Take two women with a lifelong fear of being murdered, add a microphone and a pinch of comedy. What do you have?
A recipe for one of the most popular podcasts in the world: My Favorite Murder.
Georgia Hardstark makes up one half of TV cooking series Allie & Georgia, while Karen Kilgariff is a comedian and musician who has worked with everyone from Ellen DeGeneres to Margaret Cho.
And together, they have a deep-seated fear of being murdered.
“For me, it’s less about serial killers,” says Georgia, whose interest in the dark sider of humanity started with reading Stephen King novels as a kid.
“I’m more interested in just a regular person who has this one moment in their life - this split second decision - that changes everything and (they) don’t expect for it to happen.
“These little blips in the human condition or these little blips in people’s lives that change everything, I’m so fascinated by those more than some crazy dude who hit his head as a kid, was abused and became a crazy murderer.
“I want the people who feel remorse about it and know what went wrong.”
For Karen, it’s almost the opposite. It was American serial killer John Wayne Gacy – who is estimated to have killed at least 33 boys and men – that drew her to the world of true crime.
“For me, I saw a book about John Wayne Gacy and it had an illustration of his victims and where they were buried in his house,” she says.
“I was probably 12. I looked at that picture and I couldn’t stop staring at it, I couldn’t take my eyes off it, because underneath there was a descriptor that said ‘the boys were buried in the walls’.
“I just couldn’t get it through my head that that was something that was possible in the world.
“And from that moment, I just needed to know everything about the world of people who do this to other people."
The My Favorite Murder podcast first debuted in January, 2016 but in just 10 short months it has swept the global podcasting charts as the unexpected hit among both the comedy and true crime circuits.
While investigative offerings like Serial, The Jinx, Making A Murderer, Bowraville, Staircase and In The Dark have entered into the mainstream consciousness thanks to their serious approach, Karen and Georgia’s light, often amusing and no-bullshit conversational style has attracted hundreds of thousands of loyal listeners who dub themselves ‘murderinos’.
A popular segment on the podcast – hometown murders – has seen the women’s inbox crammed with over 15,000 emails from fans of the show who are keen to share their personal stories of crime misconduct.
It has become so popular they’ve had to do whole minisodes dedicated to reading peoples hometown murders.
“It’s that life-changing, pivotal murder or kidnapping or crazy fucked up event that made them realise life is real,” says Georgia.
"I’m more interested in just a regular person who has this one moment in their life - this split second decision - that changes everything"
“I’d have a conversation with people and if the subject of true crime gets brought up I would immediately ask them ‘what’s your hometown murder?’.
“I think it’s a good ice breaker conversation but some people are like ‘what are you talking about, what is wrong with you?’.”
Karen adds: “Well, some people dedicate their whole lives to avoiding looking at anything like that.
“To me, it’s that old feeling of ‘how dare you talk about that?’

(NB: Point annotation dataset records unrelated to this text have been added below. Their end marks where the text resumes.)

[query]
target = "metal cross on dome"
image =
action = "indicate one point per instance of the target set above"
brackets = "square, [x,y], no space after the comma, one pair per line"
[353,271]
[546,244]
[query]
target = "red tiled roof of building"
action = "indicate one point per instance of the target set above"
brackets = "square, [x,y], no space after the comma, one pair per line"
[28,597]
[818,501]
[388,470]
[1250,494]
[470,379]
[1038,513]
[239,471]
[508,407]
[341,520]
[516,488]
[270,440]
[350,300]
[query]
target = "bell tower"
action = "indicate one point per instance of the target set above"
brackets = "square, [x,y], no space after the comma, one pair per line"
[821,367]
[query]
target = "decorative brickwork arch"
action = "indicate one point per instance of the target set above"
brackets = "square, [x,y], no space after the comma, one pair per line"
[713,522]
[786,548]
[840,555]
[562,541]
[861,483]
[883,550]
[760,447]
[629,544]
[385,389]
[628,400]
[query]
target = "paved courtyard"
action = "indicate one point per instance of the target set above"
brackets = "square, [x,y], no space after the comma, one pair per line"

“It’s like, have you heard of the ID channel? Have you heard of pretty much every show on TV?
“As much as a lot of people went I’m not weird anymore because I found this podcast, there’s also 1000 crime procedurals on TV where they’re doing autopsies on naked bodies every might.
“It’s very common but for someone reason saying I have an interest in this is supposed to be a shameful thing, but it’s not. It’s very normal.”
Both Georgia and Karen have been very open on the show about the benefits of regularly attending therapy and say “talking about the thing you’re afraid of” is endlessly beneficial.
“I think we’re also lucky because we’re both lifelong therapy attendees which just makes us really good at expressing ourselves,” says Georgia.
“So I’m not afraid, because instead of ignoring it and pushing it down and never talking about it … that’s not how to deal with it.”